En eerlijkheid van zijn kant om toe te kunnen geven dat hij dit niet op eigen kracht kan.
Deze ‘divine intervention’, want zo voelt het, kwam op het juiste moment, het werd diezelfde en de dagen erna kristalhelder dat dit besluit noodzakelijk was. Ik kon het op zo’n wijze communiceren dat hij het kon horen, de tijd was er rijp voor. En dus besloot hij om hulp te zoeken en het ‘monster’ in de bek te gaan kijken. Twee weken zou hij zichzelf de tijd geven om eraan te wennen voordat hij stappen zou zetten.

In de tussentijd ging hij nog ff lekker los op de alcoholische versnaperingen en ook ik liet me even gaan en dronk iedere dag als we samen waren meerdere wijntjes; we maakten plannen voor een laatste kroegentocht en nog een keer vet goed uit eten. En hoezeer een deel van mij hier ook van genoot, na twee weken begon ik al te merken dat ik minder goed in m’n vel zat en minder goed voor mezelf aan het zorgen was. Ik merkte dat ik begon te vitten op mijn lief over wanneer hij er dan een streep achter zou zetten. Als hij zou stoppen, kon ik er ook weer mee ophouden.

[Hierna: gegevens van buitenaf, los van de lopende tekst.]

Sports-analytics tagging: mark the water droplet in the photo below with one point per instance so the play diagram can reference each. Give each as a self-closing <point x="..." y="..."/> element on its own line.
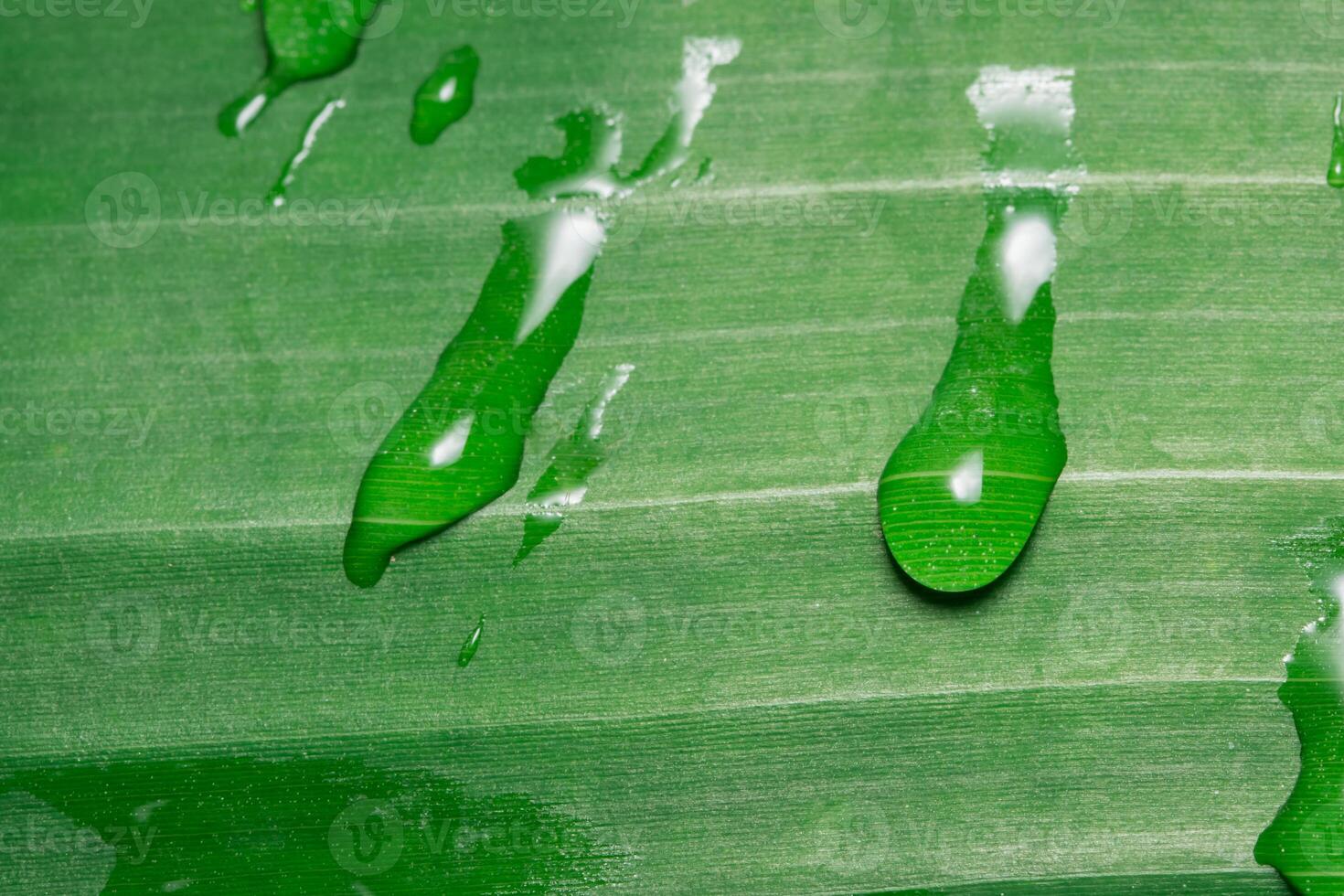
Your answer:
<point x="471" y="645"/>
<point x="593" y="137"/>
<point x="964" y="489"/>
<point x="1304" y="840"/>
<point x="446" y="96"/>
<point x="304" y="40"/>
<point x="305" y="146"/>
<point x="1335" y="175"/>
<point x="460" y="443"/>
<point x="428" y="475"/>
<point x="571" y="463"/>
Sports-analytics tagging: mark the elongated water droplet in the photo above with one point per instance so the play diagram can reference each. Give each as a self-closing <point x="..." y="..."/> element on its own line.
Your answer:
<point x="964" y="489"/>
<point x="460" y="443"/>
<point x="446" y="96"/>
<point x="1335" y="175"/>
<point x="1304" y="840"/>
<point x="305" y="39"/>
<point x="305" y="146"/>
<point x="471" y="645"/>
<point x="571" y="463"/>
<point x="695" y="93"/>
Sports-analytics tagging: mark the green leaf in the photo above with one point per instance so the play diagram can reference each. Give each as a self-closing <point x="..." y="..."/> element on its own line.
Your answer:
<point x="712" y="666"/>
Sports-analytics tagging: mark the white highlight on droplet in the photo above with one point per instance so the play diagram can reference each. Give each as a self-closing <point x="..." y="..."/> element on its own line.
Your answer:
<point x="699" y="58"/>
<point x="572" y="240"/>
<point x="614" y="382"/>
<point x="1026" y="260"/>
<point x="449" y="449"/>
<point x="1037" y="101"/>
<point x="966" y="481"/>
<point x="1040" y="97"/>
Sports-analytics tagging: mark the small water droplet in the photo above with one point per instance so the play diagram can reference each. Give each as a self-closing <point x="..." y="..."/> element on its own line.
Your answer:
<point x="446" y="96"/>
<point x="472" y="644"/>
<point x="304" y="40"/>
<point x="1335" y="174"/>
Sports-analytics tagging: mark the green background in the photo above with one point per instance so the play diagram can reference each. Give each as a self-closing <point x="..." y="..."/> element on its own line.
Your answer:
<point x="714" y="661"/>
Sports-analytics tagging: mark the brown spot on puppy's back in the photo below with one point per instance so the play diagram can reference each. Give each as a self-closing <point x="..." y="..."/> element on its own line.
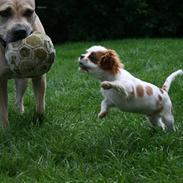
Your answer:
<point x="140" y="91"/>
<point x="149" y="90"/>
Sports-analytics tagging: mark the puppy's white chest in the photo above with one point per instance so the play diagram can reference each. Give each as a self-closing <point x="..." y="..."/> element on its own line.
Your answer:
<point x="117" y="98"/>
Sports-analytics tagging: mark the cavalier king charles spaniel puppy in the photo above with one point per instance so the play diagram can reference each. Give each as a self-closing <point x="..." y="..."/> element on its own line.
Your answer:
<point x="121" y="89"/>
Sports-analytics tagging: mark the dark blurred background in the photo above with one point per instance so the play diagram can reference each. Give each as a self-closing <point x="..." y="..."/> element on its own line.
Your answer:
<point x="78" y="20"/>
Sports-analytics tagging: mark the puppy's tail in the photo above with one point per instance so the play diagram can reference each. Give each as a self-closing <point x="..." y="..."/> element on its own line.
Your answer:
<point x="170" y="78"/>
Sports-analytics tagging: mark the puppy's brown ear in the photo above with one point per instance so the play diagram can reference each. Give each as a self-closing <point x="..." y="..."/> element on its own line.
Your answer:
<point x="110" y="62"/>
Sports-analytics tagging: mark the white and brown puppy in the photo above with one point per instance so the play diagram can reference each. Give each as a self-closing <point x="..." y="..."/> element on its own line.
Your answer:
<point x="123" y="90"/>
<point x="17" y="20"/>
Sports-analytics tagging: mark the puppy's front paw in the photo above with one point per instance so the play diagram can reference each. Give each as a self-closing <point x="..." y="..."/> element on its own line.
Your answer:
<point x="102" y="115"/>
<point x="106" y="85"/>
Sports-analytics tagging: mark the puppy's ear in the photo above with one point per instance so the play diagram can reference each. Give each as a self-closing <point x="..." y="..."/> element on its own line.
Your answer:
<point x="110" y="62"/>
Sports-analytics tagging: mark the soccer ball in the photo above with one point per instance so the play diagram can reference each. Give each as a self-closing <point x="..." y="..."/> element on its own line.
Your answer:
<point x="30" y="57"/>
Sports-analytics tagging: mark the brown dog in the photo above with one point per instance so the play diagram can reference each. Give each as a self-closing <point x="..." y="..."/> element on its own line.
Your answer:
<point x="18" y="20"/>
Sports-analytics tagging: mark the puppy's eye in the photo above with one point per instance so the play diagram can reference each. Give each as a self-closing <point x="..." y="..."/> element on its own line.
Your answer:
<point x="5" y="13"/>
<point x="28" y="13"/>
<point x="92" y="57"/>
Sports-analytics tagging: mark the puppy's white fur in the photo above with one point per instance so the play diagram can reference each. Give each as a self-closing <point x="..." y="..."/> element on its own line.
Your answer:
<point x="121" y="89"/>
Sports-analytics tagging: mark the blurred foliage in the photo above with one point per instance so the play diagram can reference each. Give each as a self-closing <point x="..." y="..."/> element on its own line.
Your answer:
<point x="76" y="20"/>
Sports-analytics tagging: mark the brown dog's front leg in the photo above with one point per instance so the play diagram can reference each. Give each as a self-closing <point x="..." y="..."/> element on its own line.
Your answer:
<point x="3" y="102"/>
<point x="39" y="86"/>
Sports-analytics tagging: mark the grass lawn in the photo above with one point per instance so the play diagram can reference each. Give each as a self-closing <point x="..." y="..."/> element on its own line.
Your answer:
<point x="73" y="145"/>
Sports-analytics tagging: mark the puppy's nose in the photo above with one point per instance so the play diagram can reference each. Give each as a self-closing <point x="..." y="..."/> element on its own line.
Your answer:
<point x="81" y="57"/>
<point x="19" y="33"/>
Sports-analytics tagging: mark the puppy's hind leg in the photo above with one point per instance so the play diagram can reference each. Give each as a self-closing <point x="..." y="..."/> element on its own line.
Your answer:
<point x="39" y="86"/>
<point x="21" y="85"/>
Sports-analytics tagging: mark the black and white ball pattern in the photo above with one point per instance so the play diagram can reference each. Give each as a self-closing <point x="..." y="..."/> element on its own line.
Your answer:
<point x="32" y="56"/>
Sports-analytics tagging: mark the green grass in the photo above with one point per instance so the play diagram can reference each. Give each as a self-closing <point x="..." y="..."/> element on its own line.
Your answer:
<point x="73" y="145"/>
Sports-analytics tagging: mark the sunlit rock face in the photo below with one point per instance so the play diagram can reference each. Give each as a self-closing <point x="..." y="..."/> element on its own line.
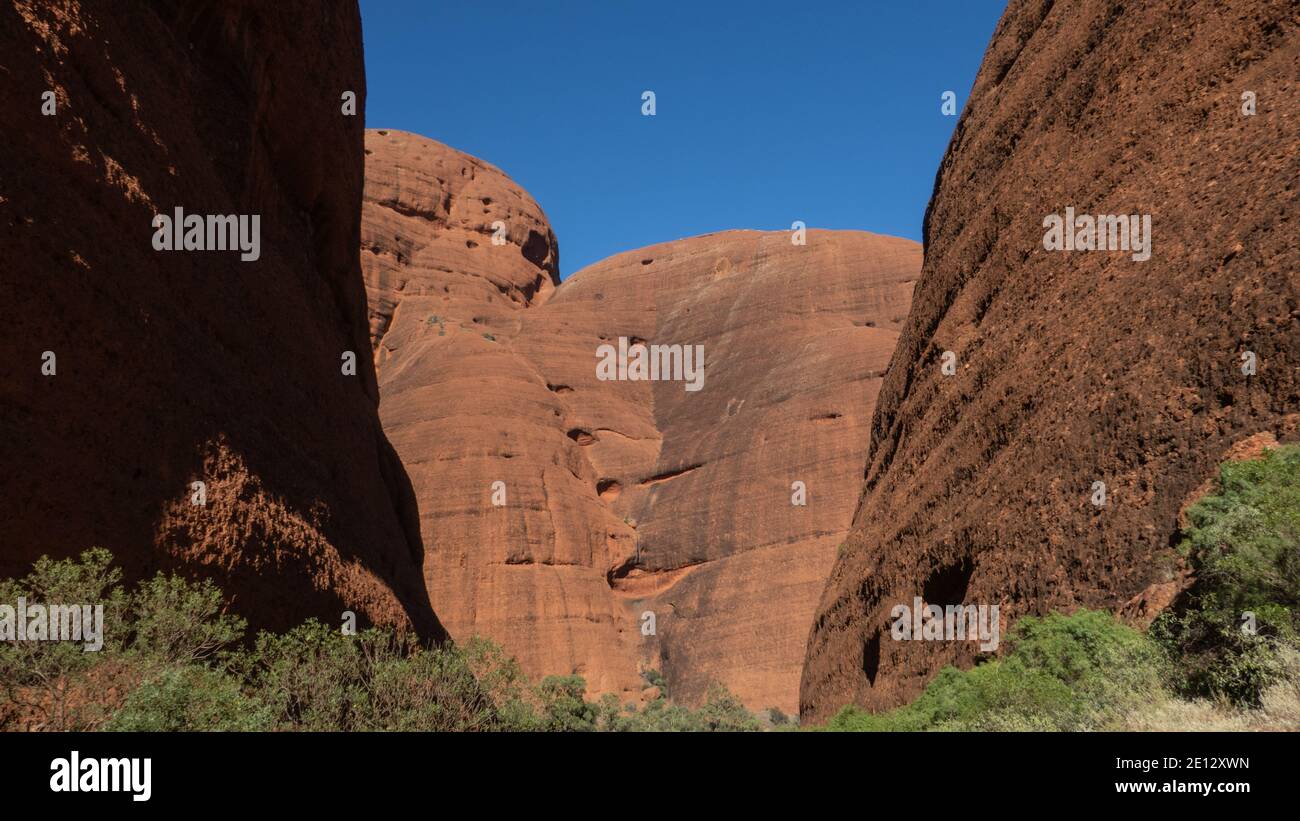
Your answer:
<point x="623" y="496"/>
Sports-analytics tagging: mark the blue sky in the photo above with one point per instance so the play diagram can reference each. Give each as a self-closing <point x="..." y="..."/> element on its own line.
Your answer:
<point x="766" y="112"/>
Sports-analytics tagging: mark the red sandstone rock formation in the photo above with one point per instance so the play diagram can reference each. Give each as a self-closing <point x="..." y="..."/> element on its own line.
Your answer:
<point x="183" y="366"/>
<point x="1077" y="366"/>
<point x="623" y="498"/>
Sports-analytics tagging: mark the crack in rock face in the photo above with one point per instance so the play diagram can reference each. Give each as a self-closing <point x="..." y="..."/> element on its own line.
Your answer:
<point x="624" y="496"/>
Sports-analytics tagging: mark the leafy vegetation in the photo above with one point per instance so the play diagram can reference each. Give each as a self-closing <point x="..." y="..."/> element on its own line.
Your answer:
<point x="1074" y="672"/>
<point x="1243" y="543"/>
<point x="173" y="660"/>
<point x="1196" y="668"/>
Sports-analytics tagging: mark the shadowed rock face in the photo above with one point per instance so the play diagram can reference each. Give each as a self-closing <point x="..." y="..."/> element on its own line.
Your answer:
<point x="185" y="366"/>
<point x="623" y="498"/>
<point x="1075" y="366"/>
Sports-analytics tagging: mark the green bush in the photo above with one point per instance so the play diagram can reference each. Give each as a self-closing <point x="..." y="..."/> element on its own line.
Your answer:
<point x="176" y="661"/>
<point x="189" y="699"/>
<point x="1243" y="543"/>
<point x="1074" y="672"/>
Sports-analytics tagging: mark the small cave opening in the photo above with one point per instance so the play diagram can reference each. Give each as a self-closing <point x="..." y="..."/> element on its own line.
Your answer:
<point x="871" y="657"/>
<point x="581" y="435"/>
<point x="609" y="489"/>
<point x="948" y="585"/>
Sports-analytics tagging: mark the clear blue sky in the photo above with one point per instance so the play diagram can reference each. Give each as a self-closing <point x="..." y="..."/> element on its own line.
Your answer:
<point x="767" y="112"/>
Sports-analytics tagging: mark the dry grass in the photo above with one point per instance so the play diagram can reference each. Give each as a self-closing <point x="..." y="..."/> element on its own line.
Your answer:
<point x="1278" y="712"/>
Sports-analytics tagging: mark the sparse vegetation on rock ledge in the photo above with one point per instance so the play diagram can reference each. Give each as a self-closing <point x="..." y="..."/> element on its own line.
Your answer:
<point x="1225" y="656"/>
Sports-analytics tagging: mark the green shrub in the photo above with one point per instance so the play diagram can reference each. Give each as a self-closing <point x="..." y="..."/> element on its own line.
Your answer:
<point x="1074" y="672"/>
<point x="189" y="699"/>
<point x="1243" y="543"/>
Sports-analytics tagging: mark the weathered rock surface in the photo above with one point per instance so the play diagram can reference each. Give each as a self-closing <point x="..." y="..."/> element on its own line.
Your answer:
<point x="1077" y="366"/>
<point x="623" y="498"/>
<point x="185" y="366"/>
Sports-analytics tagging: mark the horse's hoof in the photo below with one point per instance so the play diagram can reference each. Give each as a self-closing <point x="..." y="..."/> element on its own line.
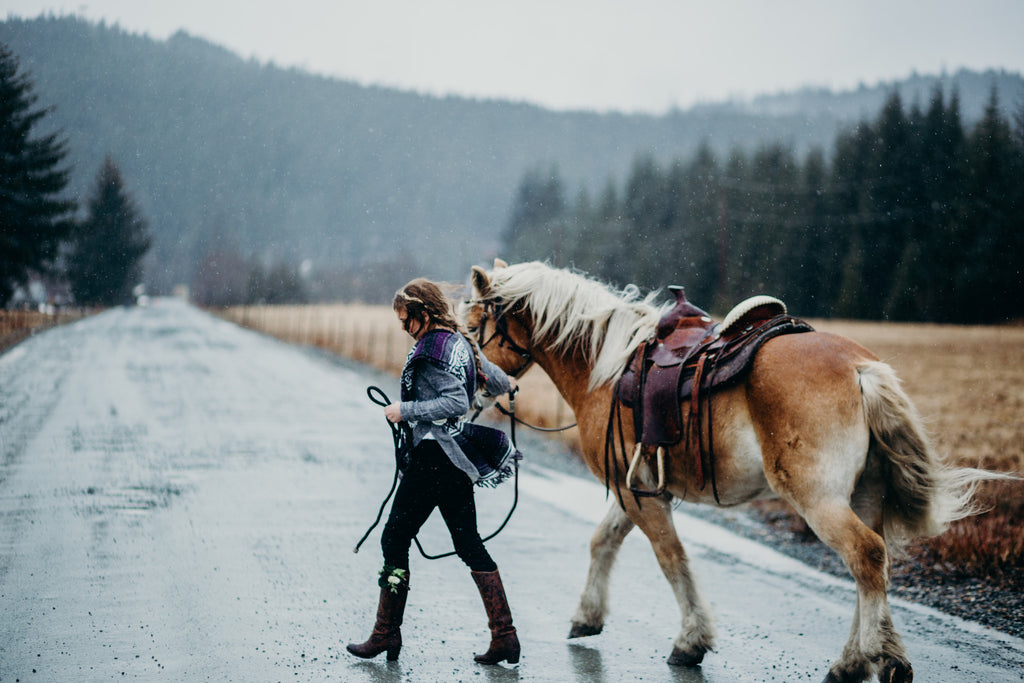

Ik had nog niet besloten wat ik wilde doen. Zou ik ook stoppen of alleen drinken als ik niet bij mijn vriend was? En als ik zou stoppen: voor hoelang dan? Nooit meer drinken klinkt zo definitief en voelt heftig..

Maar de zachte roep om vrij te zijn van deze afhankelijkheidsrelatie, om nee te mogen zeggen en te dealen met wat het bij me oproept, om afstand te nemen van dat wat zo lang deel is geweest van mijn persoonlijkheid en die van belangrijke figuren uit mijn familie, en wellicht ook van oud karma, het innerlijke besef dat stoppen de bedoeling is, werd sterker. En dus breide ik er, kort geleden, toch nog vrij abrupt een einde aan. Gestopt met drinken. Einde, schluss.

Maar ook: het begin van iets nieuws. Ik vind het spannend, want nu Jeroen zijn verantwoordelijkheid neemt, wat gaat er bij mij omhoog komen? Misschien heb ik al mijn onvrede wel op zijn drankgebruik geprojecteerd en als dat straks niet meer kan, wat heb ik dan nog aan te kijken?

Ik voel me een beetje nerveus als ik daaraan denk. Maar er zit ook een gevoel van verheugen en van dankbaarheid bij: we zijn stappen aan het zetten, er zit weer beweging in, we helpen elkaar naar een authentiekere versie van onszelf, een mooiere versie. We doen samen de online training van Jan Geurtz, ‘de verslaving voorbij’, en dat voelt goed.

Innerlijke vrijheid
Vrijheid zit ‘m niet alleen in vrijheid in de buitenwereld. Je kunt vrijheid hoog in het vaandel hebben, de covidprikken en de mondkapjes geweigerd hebbend, de avondklok aan je laars gelapt en naar alle vrijheidsdemo’s gaan, maar als je van binnen nog een slaaf bent van iets dat de macht heeft over jou, dan ben je niet vrij.